Aquilo que parece uma evidência, não o é. Foi preciso o insuspeito Presidente da República, Marcelo Rebelo de Sousa, chamar a atenção para o óbvio, ao não promulgar o diploma sobre a progressão na carreira dos professores e enviar ao Governo um parecer onde constam estas afirmações de lapidar clareza: “não há, nem pode haver comparação entre o estatuto dos professores, tal como o dos profissionais de saúde, e o de outras carreiras mesmo especiais. Governar é escolher prioridades. E saúde e educação são e deveriam ser prioridades se quisermos ir muito mais longe como sociedade desenvolvida e justa.”, acrescentando, “Todos sabem que os professores, tal como os profissionais de saúde, têm e merecem ter uma importância essencial na nossa sociedade e em todas as sociedades que apostam na educação, no conhecimento, no futuro.”

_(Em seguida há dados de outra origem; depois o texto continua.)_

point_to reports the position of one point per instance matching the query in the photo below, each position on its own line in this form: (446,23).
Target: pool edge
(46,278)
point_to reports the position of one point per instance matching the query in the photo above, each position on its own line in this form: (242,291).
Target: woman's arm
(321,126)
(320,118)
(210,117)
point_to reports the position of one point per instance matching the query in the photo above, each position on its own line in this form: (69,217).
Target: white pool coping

Toda a ação do Governo é em sentido contrário. A desqualificação docente e a degradação do ensino correspondem àquilo que Paulo Guinote designa por “modelo de Educação low-cost”. Dois exemplos recentes bastam para o comprovar. Um projeto de decreto-lei volta a baixar de 120 para 90 ECTS (Sistema Europeu de Transferência e Acumulação de Créditos) as habilitações necessárias para a docência, ainda que, para já, só nos casos de contratação direta pelas escolas. Como comenta Santana Castilho, “Em vez de aumentar os incentivos para fazer retornar à docência milhares de professores que a abandonaram, apesar de terem habilitação profissional completa, o Governo escolheu a via mais fácil: desqualificou a profissão, reduzindo os requisitos.” (Público, 19/7/23). Da mesma forma, o Plano de Recuperação das Aprendizagens, que visou colmatar as dificuldades do ensino derivadas da pandemia do Covid-19, vai ser prolongado por mais um ano, mas sem o crédito horário e os recursos humanos que lhe estavam adstritos. Institui-se definitivamente o princípio delirante de ter de “fazer omeletes sem ovos”. Talvez isso explique porque, nos últimos 15 anos, tenha havido uma quebra de 70% nos cursos de formação de professores; nestas circunstâncias, quem ainda quer ser professor?

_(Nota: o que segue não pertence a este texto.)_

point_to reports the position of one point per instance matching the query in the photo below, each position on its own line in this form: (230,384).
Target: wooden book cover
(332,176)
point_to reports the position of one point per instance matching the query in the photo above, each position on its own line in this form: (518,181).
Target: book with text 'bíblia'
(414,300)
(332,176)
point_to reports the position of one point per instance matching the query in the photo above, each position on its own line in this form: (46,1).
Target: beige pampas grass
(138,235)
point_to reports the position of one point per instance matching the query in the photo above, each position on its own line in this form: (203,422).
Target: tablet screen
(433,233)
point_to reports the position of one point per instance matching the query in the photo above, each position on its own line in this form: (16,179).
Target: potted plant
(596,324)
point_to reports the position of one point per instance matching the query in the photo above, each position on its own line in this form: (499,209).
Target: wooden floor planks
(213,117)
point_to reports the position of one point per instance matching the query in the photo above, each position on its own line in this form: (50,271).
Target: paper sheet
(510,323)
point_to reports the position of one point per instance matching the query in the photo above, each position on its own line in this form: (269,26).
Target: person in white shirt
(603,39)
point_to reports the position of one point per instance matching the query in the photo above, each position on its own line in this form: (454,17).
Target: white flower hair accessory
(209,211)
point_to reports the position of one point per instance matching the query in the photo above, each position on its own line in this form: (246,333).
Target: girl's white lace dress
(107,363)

As noções de igualdade e equidade têm uma importância fundamental; mas não por equivalência ou oposição. Como nos explica o sociólogo francês Michel Wieviorka, “O debate que opõe igualdade e equidade é mal formulado quando coloca as duas noções num mesmo plano e nos impõe que escolhamos entre uma e outra como entre dois valores da mesma ordem. Pelo contrário, se se entender que a igualdade constitui um fim, um horizonte, e a equidade um meio, torna-se possível e desejável associá-los num mesmo movimento.” (Michel Wieviorka, A diferença, Fenda, Lisboa, 2002, pp. 114-115). Mas não me parece que Medina ou Costa estejam minimamente preocupados com a igualdade e a equidade, apesar do emblema socialista que ostentam na lapela.